Auswertungen der im Jahr 2006 auf den Baustellen geleisteten Arbeitsstunden zeigen, dass der Schwerpunkt der wirtschaftlichen Tätigkeit immer noch im hauptsächlich von den privaten Auftraggebern dominierten Wohnungsbau liegt (Anteil an der Gesamtstundenzahl: 47 %). Gewerblicher und öffentlicher Bau unterscheiden sich mit 26 % bzw. 27 % Anteil an allen auf den Baustellen geleisteten Arbeitsstunden in ihrer Bedeutung nicht wesentlich voneinander. Allerdings wurde im Wirtschaftsbau ein Großteil der Stunden (rund zwei Drittel) im Hochbau geleistet, während im öffentlichen Bau vor allem Bauvorhaben im Straßenbau1 bzw. im sonstigen öffentlichen Tiefbau den Schwerpunkt bilden.

Erstmals seit vielen Jahren entwickelte sich der Wohnungsbau im Jahr 2006 positiv. Mit einem Plus von über 6 % bei den auf Baustellen geleisteten Arbeitsstunden und rund 15 % bei den baugewerblichen Umsätzen gegenüber 2005 trug dieser Bereich ganz erheblich zur Stabilisierung der Branche bei.
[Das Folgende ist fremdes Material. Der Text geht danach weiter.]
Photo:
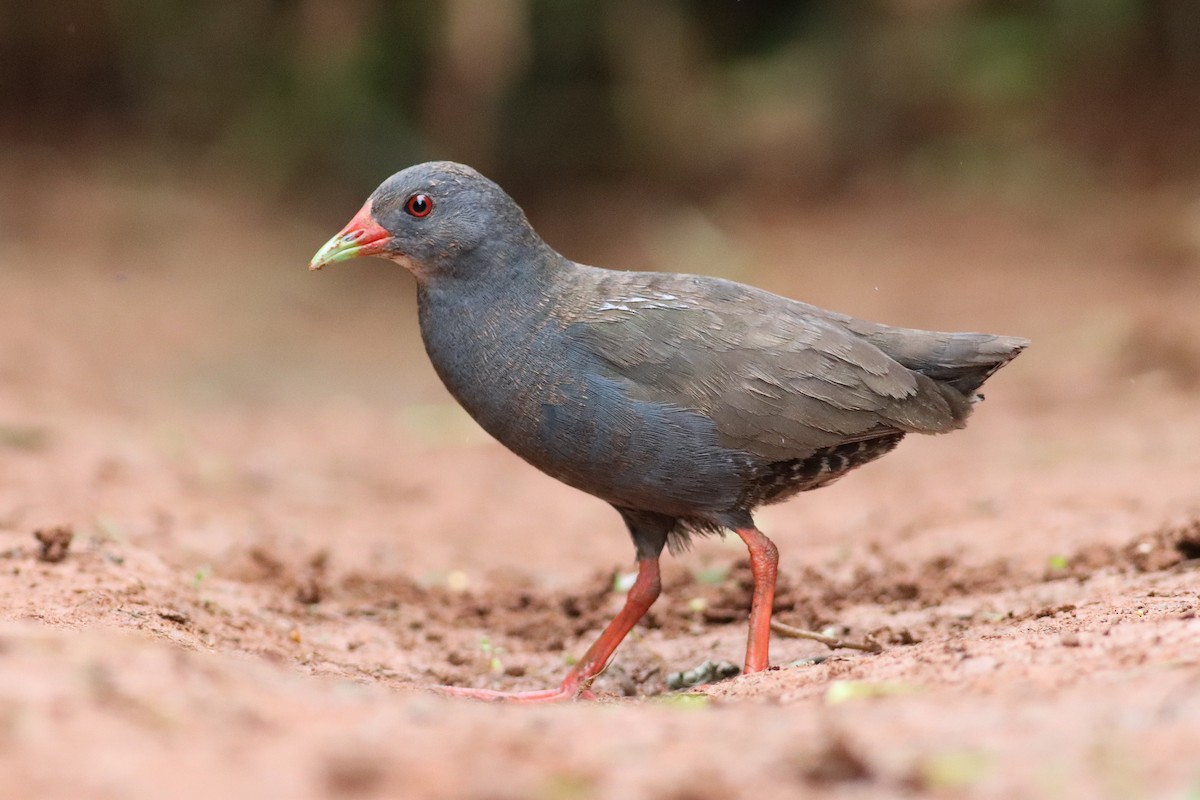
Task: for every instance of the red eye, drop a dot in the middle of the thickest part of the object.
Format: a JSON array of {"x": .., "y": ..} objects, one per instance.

Diese positive Entwicklung scheint aber hauptsächlich durch »Vorzieheffekte« verursacht. 2006 zog ein nicht unbedeutender Teil der Bauherren und Hausbesitzer wegen der für das Jahr 2007 angekündigten Mehrwertsteuererhöhung und der Abschaffung der Eigenheimzulage die eigentlich für einen späteren Zeitpunkt geplanten Investitionen in den Wohnungsneubau bzw. in die Wohnungsrenovierung/-sanierung vor. Der Aufwärtstrend im Wohnungsbau konnte daher nicht dauerhaft sein. Entsprechend ist die Entwicklung im laufenden Jahr. Die Zahl der im Wohnungsbau geleisteten Arbeitsstunden lag im Zeitraum Januar bis September 2007 um über 3 %, der baugewerbliche Umsatz sogar um 7 % niedriger als im Vergleichszeitraum des Vorjahres.
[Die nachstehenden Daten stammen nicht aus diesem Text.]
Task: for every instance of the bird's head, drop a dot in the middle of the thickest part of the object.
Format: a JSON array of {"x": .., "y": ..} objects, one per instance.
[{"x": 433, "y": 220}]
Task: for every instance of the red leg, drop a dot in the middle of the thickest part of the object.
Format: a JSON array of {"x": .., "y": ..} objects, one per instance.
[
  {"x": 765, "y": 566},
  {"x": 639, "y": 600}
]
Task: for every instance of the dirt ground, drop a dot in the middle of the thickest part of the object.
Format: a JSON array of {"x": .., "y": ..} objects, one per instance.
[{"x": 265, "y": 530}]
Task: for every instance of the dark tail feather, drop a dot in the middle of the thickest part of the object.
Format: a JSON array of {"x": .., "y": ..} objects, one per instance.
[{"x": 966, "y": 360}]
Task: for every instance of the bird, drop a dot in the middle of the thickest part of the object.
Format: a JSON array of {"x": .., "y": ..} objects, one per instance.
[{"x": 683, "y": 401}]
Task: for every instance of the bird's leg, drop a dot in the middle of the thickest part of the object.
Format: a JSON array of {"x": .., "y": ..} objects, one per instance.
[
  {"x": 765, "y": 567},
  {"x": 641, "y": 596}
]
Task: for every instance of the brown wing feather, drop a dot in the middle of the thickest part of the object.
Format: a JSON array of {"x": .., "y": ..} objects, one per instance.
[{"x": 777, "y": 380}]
Betrachtet man nur die auf den Baustellen geleisteten Arbeitsstunden, so war der Zuwachs im Jahr 2006 im Wirtschaftsbau am höchsten. Aber auch die Umsatzzahlen entwickelten sich in diesem Bereich überdurchschnittlich gut. Vorzieheffekte aufgrund der drohenden Mehrwertsteuererhöhung dürften auch dieses Ergebnis beeinflusst haben. Das Plus im Wirtschaftsbau scheint aber vor allem durch den Wirtschaftsaufschwung und die damit verbundene erwachte Investitionsbereitschaft der gewerblichen Wirtschaft hervorgerufen worden zu sein und ist somit nachhaltiger als im Wohnungsbau. Auch im laufenden Jahr entwickelt sich der Wirtschaftsbau weiter positiv. In den ersten 9 Monaten des Jahres 2007 meldeten die bauhauptgewerblichen Betriebe sowohl bei den auf Baustellen geleisteten Arbeitsstunden als auch bei den baugewerblichen Umsätzen hohe Zuwachsraten. Dabei stellt sich die Situation im Jahr 2006 und im bisherigen Jahr 2007 im Wirtschaftstiefbau noch günstiger dar als im Wirtschaftshochbau.
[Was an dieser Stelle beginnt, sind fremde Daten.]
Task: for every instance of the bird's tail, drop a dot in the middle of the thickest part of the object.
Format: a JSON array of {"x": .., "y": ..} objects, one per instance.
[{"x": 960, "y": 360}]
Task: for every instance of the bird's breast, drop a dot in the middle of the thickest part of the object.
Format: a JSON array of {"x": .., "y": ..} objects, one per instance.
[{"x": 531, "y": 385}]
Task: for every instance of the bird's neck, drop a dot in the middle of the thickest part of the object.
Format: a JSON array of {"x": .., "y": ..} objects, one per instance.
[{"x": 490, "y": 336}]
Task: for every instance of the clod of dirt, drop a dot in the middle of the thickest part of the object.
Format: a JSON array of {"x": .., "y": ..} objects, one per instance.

Zwar war die Entwicklung im Öffentlichen Bau (einschließlich Straßenbau) gemessen am gesamten Bauhauptgewerbe im Jahr 2006 unterdurchschnittlich. Mit einem Plus von über 3 % bei den auf den Baustellen geleisteten Arbeitsstunden und nahezu 10 % beim baugewerblichen Umsatz verzeichnete das Statistische Landesamt aber auch hier ein positives Ergebnis. Die Zunahme der geleisteten Arbeitsstunden bei öffentlichen Bauvorhaben wurde hauptsächlich durch den wichtigen Straßenbau und den öffentlichen Hochbau verursacht. Im sonstigen öffentlichen Tiefbau kam es 2006 gegenüber 2005 nur zu einer leichten Zunahme von 0,4 %. Bei den baugewerblichen Umsätzen war der Zuwachs im Hochbau mit knapp 18 % am höchsten. Im Straßenbau betrug das Umsatzplus im Jahr 2006 gegenüber dem Vorjahr fast 8 % und im sonstigen öffentlichen Tiefbau nahezu 7 %.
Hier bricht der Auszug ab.